Some music that I’m currently learning has the following words:
That’s how the words are written on the score. I think I’ve got the breaks between them in the right spots but I could be wrong. It’s a bit difficult to tell from the music. They sound to me as though they’ve been transliterated from a non-Roman alphabet. Possibly Greek? Any ideas as to meaning?
I don’t know much about modern Greek (or ancient Greek) for that matter, but if I had to guess I’d say yes, that is Greek. Futhermore, I’m sure “agapees” refers to love, probably in the verb form.
I tried several online translators for both ancient and modern greek but they all failed. Looks to my untrained eye like someone spoofing greek rather than the real deal.
The word “afto” looks like it might be the common Greek work “αυτό”, meaning “this”, but that’s not the usual transliteration of it. So part of the problem may be the unorthodox rendering of Greek into the Latin alphabet.
It appears to be Modern Greek (dhimotika, on a guess) rendered into Latin script in what I think is a particularly poor transliteration scheme. Specifics of what it says, I’m unsure.
It is definitely Greek, but there’s something wrong here.
The words I can recognise are:
Thimisoo - θυμίσου. It is the imperative form of the verb θυμάμαι which means “to remember”.
tees agapees - της αγάπης. Means “of love”.
afto - αυτό. Means “this”.
Now some words that do not make much sense:
émis: could be εμείς which means “we” but the accent shouldn’t be on ‘e’
puenthia ferromaste: doesn’t make any sense.
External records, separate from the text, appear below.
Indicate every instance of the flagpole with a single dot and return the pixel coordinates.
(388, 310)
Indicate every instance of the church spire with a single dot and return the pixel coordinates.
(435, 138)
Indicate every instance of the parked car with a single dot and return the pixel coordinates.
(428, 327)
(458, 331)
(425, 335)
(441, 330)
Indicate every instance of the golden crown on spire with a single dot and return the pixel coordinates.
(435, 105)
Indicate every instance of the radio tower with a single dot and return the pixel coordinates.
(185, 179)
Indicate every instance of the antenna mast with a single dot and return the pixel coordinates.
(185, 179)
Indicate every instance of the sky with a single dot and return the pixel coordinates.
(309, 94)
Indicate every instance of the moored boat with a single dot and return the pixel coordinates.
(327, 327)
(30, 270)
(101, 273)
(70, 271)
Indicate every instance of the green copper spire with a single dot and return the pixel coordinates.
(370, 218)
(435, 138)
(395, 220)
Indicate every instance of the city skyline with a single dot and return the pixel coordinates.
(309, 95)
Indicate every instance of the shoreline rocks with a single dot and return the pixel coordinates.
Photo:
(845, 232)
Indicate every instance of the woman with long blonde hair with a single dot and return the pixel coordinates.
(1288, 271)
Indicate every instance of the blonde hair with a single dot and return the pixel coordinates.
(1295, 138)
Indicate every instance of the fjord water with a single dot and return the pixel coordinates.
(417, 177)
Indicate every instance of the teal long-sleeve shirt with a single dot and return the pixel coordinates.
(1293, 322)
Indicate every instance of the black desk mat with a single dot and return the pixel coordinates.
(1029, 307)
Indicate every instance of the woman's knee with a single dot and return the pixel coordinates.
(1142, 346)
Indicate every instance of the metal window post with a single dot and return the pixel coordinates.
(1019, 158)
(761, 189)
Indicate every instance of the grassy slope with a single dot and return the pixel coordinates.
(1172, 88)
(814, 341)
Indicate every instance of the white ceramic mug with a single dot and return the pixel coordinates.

But if I parse it as ‘pu enthiaferromaste’ it means “we are interested in something”. There should be a single ‘r’ there though.
I tried googling those words but they are too generic and there were too many irrelevant results.
If you could rip that sentence from the song into an mp3 or something so I can hear it then I will be able to translate it for you and probably find the rest of the lyrics too.